Al otro extremo de la línea le respondió el silencio.
– ¿No puede venir alguien a verlo? -continuó Carl-. Podría ser una oportunidad para hacer una nueva valoración general. Tanto para él como para ustedes, quiero decir.
– ¿Dice que siente que su muñeca está viva? -dijo finalmente el galeno-. Antes ya hemos advertido contracciones en un par de articulaciones de los dedos, quizá lo confunda con eso. Pueden ser reflejos.
– ¿Me está diciendo que una médula espinal tan dañada jamás va a funcionar mejor que ahora?

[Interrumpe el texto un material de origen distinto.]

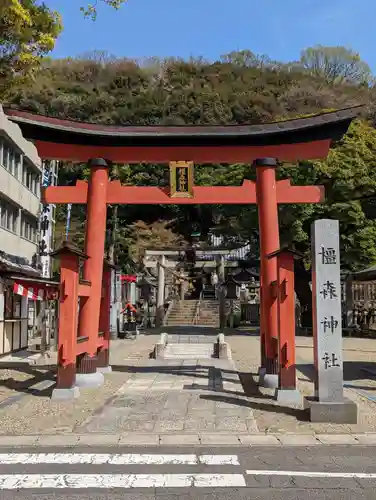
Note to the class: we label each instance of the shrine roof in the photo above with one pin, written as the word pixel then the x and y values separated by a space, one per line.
pixel 331 125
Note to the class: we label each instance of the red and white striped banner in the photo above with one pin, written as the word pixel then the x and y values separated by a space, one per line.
pixel 35 292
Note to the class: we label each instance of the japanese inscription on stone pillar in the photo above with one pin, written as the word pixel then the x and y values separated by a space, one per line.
pixel 327 322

– Señor Mørck, aquí no estamos hablando de si va a volver a caminar, porque no va a hacerlo. Hardy Henningsen está atado para siempre a la cama, paralizado de cuello para abajo, es lo que hay. Otra cosa es si va a ser capaz de sentir algo en partes del brazo en cuestión. No creo que podamos esperar nada salvo esas pequeñas contracciones, y probablemente ni eso.
– ¿Nada de mover la mano?
– No me hago a la idea.
– Así que ¿no van a venir a reconocerlo?
– No he dicho eso -se defendió el médico mientras manoseaba unos papeles al otro extremo de la línea. Seguramente un calendario-. ¿Cuándo tiene que ser?
– Pues tan pronto como puedan.
– Veré qué puedo hacer.
Cuando Carl fue al despacho de Assad, estaba desierto.
Había una nota sobre la mesa. «Aquí están las cifras», ponía, y debajo estaba firmado con toda formalidad: «Atte., Assad».